CRÍTICA | Godzilla e Kong – O Novo Império (2024), Adam Wingard

Por: Gabriel Pinheiro

Uma das razões fundamentais para o contínuo fascínio pelo cinema B de ficção científica de monstros é o entretenimento descompromissado que ele proporciona. Claro, há filmes que se aventuram no drama político, como alguns títulos de Godzilla, especialmente os japoneses. No entanto, abraçar o absurdo do universo dos monstros gigantes e mergulhar de cabeça na extravagância de forma bem-humorada é uma receita comprovada para o sucesso no gênero. O cinema de monstro não tem como ficar melhor do que com uma luta em que um gorila ciborgue, um lagarto mega radioativo e uma mariposa gigante metem porrada em um macaco montado numa tartaruga de gelo no centro da terra e em gravidade zero. Não fica.

“Godzilla e Kong – O Novo Império”, dirigido por Adam Wingard, o mesmo responsável pelo excelente “Godzilla vs. Kong” de 2021, é a mais recente adição a esse universo cinematográfico. Nesta sequência do Monstroverso, a humanidade está prestes a descobrir, da pior forma possível, uma ameaça colossal escondida nas profundezas da Terra.
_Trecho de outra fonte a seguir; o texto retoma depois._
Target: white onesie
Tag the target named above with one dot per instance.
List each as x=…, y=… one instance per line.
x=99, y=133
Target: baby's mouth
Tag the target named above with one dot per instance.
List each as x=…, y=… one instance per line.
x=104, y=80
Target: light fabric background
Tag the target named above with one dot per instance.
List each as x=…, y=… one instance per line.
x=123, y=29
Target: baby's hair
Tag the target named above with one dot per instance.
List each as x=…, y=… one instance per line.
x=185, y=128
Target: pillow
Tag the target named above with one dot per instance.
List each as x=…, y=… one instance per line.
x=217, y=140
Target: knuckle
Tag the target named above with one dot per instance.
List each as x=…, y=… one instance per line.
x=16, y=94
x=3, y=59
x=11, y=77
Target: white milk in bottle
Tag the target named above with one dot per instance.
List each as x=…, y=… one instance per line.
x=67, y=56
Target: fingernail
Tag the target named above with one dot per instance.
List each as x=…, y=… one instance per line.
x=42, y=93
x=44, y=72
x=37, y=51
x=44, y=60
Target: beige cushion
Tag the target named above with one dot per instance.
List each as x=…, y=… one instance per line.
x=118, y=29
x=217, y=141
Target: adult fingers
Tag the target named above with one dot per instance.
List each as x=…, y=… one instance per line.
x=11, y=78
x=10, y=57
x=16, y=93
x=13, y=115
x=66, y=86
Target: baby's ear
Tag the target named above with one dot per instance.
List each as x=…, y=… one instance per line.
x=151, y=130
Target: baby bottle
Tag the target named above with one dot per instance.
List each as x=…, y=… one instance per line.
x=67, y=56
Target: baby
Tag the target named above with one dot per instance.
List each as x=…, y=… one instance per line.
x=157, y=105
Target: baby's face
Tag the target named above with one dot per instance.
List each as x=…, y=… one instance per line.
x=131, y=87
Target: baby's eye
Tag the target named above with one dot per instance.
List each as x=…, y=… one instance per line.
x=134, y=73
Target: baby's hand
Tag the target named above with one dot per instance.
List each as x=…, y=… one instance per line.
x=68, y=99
Para surpresa de Ilene Andrews (Rebecca Hall), Trapper (Dan Stevens) e Bernie (Bryan Tyree Henry), a Ilha da Caveira e a história que envolve os dois conhecidos Titãs guardam mais mistérios do que se pensava. Agora, esses segredos serão revelados e o perigo que representam resultará na união de duas forças lendárias. Afinal, o todo-poderoso Kong e o temível Godzilla se verão lado a lado em uma batalha épica para decidir o destino da raça humana.

Filmes que apresentam seres gigantes, como as sagas de Transformers, King Kong, Godzilla e Pacific Rim, buscam quase sempre equilibrar a representação da destruição maciça com tramas humanas para criar uma conexão emocional com o público. A complexidade dessa abordagem reside em balancear o espetáculo das cenas de destruição com tramas humanas que proporcionem alguma ancoragem emocional. Quando a integração entre essas duas coisas falha, o núcleo humano normalmente sai perdendo e se desconecta das sequências monumentais de ação. Problemas como narrativas pobres, atuações desajustadas ou desenvolvimento insuficiente dos personagens podem enfraquecer o filme.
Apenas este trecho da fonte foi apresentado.